Take the case of the wellness company Organic India which has a turnover of around 350 crore. It entered the US in 2007 and till 2015, the business was small. Since then, it has seen 100 crore coming from there, with an estimated 12-15% coming only from Amazon. CEO Abhinandan Dhoke, says there was always a market for his products in the US, though the offline model presented limited potential. “We knew there was demand from the remotest parts of the US but no way to reach out to them. This is important since Organic has gained high acceptance levels in the US.” For Organic India too, much of its portfolio was sold on Amazon once success was tasted. From five to six stock keeping units two years ago, it sells its bestselling 20 products today such as ashwagandha, psyllium, triphala, turmeric and tulsi

S Ravi Kant, CEO (watches), TitanIn early August, Titan Company too joined hands with Amazon. S Ravi Kant, CEO (watches & accessories), says the company does not have a retail presence. “Titan sells in over 30 countries and the US has been on our radar. E-commerce being one of our fastest growing channels, this is an innovative solution to reach out to millions of consumers,” he explains. The initial plan is to sell 500 variants of Titan and Fastrack priced at $30-300 (approximately 1,930-19,290). Titan estimates the US watch industry to be around $11-12 billion and e-commerce to make up 15-20% of it. In the next quarter, the company will launch Fastrack accessories. Titan is looking to increase its contribution from international markets which is currently under 10% to at least 15% over the next two to three years. This also marks the first instance of Titan taking the online route to enter a new market.

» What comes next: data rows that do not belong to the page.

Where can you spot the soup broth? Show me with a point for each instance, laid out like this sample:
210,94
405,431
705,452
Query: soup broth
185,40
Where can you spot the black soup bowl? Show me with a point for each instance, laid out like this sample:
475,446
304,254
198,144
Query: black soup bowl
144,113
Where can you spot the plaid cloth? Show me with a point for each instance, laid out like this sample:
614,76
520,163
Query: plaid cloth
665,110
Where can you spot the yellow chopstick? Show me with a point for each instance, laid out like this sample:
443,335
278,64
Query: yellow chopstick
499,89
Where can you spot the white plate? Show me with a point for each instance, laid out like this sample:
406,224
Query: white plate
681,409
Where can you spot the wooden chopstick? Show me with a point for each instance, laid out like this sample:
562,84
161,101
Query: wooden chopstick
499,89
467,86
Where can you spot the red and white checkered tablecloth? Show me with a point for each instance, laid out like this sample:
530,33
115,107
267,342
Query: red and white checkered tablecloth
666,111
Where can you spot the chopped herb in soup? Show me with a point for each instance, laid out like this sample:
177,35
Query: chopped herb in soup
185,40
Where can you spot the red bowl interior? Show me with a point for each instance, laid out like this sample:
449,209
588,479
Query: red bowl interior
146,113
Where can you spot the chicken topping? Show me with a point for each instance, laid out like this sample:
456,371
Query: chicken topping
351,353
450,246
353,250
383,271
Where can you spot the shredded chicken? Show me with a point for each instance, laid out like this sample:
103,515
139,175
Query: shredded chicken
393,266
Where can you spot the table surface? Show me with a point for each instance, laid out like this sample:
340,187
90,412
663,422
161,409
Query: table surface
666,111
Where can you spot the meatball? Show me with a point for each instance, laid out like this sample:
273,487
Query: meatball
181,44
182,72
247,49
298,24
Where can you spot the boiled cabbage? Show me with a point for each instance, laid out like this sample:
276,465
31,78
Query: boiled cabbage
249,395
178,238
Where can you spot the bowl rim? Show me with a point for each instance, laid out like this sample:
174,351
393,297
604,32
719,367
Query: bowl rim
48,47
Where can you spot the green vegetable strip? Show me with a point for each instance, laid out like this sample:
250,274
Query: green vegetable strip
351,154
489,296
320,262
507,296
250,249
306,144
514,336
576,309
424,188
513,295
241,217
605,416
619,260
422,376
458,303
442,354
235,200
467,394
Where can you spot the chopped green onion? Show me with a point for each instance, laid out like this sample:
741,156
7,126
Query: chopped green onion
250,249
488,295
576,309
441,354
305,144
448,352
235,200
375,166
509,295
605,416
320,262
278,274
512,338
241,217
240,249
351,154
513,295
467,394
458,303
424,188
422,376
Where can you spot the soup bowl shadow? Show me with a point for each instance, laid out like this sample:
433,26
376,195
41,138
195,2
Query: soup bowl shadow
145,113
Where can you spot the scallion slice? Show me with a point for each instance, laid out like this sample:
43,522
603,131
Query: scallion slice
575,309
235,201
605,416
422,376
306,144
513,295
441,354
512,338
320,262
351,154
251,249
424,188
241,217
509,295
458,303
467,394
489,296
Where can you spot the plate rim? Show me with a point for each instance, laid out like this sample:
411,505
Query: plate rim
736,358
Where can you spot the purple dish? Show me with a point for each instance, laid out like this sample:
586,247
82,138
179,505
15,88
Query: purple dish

Joining the Amazon bandwagon now is Dabur, that will sell 30 of its products including Vatika, Meswak and Chyawanprash. Dabur already has 30% of its revenue from international markets and targets to sell its products in the US, Canada and Mexico. The company plans to add 80 new products over the next six months.

Following Amazon’s footsteps, Flipkart will now sell products from 100,000 sellers in over 190 countries through Flipkart Global. Even as the e-commerce war heats up across markets, for Amazon, which entered India in June 2013, this is another way to broaden its set of Indian consumers living overseas besides creating a market for non-Indians. Customers, globally, are demonstrating the ability to spend and buy products from almost anywhere. And, Indian brands, thanks to Amazon, appear to have cast the net really wide.